500 high street outlets at risk of closure, warns UKHospitality
The proposed business rates surcharge for large properties puts hospitality and retail businesses, employing 120,000 people, at risk of closure
UKHospitality (UKH) and the British Retail Consortium (BRC) have united to call on the government to exempt hospitality and retail outlets from a planned business rates surcharge, which would see 5,000 high street properties over £500,000 rateable value affected by a higher tax rate.
The trade bodies believe 500 premises would be put at risk of closure if the surcharge were applied. These properties employ approximately 120,000 people.
The government's manifesto committed to reforming business rates and levelling the playing field for the high street. This cannot be achieved if hospitality and retail businesses remain eligible for the surcharge and end up with higher rates bills, after decades of overpaying.
'Reform of the system is long overdue'
Kate Nicholls, chair of UKHospitality, comments: "The broken business rates system has punished bricks and mortar hospitality businesses for decades, with our sector paying three times more than its fair share.
"Reform of the system is long overdue and we now need to see the government deliver in full its pledge to level the playing field for the high street.

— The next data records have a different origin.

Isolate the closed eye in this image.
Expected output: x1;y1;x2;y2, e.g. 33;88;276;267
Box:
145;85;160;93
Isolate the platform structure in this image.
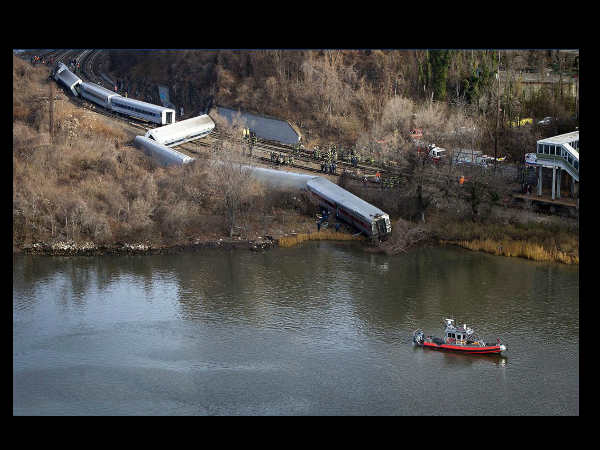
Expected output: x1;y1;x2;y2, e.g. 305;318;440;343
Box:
525;131;579;200
209;106;301;145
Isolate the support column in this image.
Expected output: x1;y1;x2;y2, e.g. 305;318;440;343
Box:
552;166;556;200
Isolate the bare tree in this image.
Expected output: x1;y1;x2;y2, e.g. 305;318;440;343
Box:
209;134;256;237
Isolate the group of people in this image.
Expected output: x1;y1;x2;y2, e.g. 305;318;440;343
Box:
271;152;294;166
321;161;337;175
31;55;54;66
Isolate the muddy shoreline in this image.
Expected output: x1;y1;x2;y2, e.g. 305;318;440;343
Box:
13;238;277;256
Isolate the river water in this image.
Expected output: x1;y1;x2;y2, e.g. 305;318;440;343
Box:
13;242;579;415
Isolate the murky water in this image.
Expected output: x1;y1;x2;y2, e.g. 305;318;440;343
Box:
13;243;579;415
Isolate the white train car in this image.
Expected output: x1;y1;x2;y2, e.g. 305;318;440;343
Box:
133;136;195;166
145;114;215;147
111;97;175;125
54;63;83;96
77;81;121;109
306;177;392;240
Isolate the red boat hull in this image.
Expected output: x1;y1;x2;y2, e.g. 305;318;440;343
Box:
421;342;502;354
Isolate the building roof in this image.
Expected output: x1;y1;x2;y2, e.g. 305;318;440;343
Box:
216;106;300;145
537;131;579;145
145;114;215;145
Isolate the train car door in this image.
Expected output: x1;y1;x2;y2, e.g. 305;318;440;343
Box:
375;219;387;237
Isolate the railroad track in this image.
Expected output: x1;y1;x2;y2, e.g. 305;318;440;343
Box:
43;50;520;189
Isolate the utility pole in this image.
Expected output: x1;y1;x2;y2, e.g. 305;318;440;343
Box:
494;50;500;174
48;82;54;144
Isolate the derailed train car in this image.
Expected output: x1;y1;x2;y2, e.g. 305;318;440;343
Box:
77;81;121;109
52;63;175;125
306;177;392;240
52;63;83;96
111;96;175;125
133;136;195;166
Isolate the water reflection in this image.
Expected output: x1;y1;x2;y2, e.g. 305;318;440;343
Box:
13;243;579;414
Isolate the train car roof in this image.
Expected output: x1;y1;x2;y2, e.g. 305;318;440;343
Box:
146;114;215;145
81;81;121;97
537;131;579;145
57;69;82;87
306;177;387;220
112;97;175;112
133;136;195;165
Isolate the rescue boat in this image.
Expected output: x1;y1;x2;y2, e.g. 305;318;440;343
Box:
413;319;507;355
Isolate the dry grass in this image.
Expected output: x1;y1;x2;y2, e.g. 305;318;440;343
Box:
279;230;365;247
447;239;579;264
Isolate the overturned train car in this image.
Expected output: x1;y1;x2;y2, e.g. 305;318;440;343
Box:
306;177;392;240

"That means implementing the maximum possible rates discount for properties below £500,000 rateable value, and exempting larger hospitality properties from the surcharge.
"Delivering both these measures is the only way to fulfil that commitment and prevent hospitality businesses from being taxed out.
"The sector was hit by £3.4bn annual cost increases in April, and the threat of this surcharge will only increase this already extortionate figure. Hospitality has the ability to create jobs, support local communities to help them thrive and regenerate our high streets – we need the government to back us in order to develop locations where people want to live, work and invest."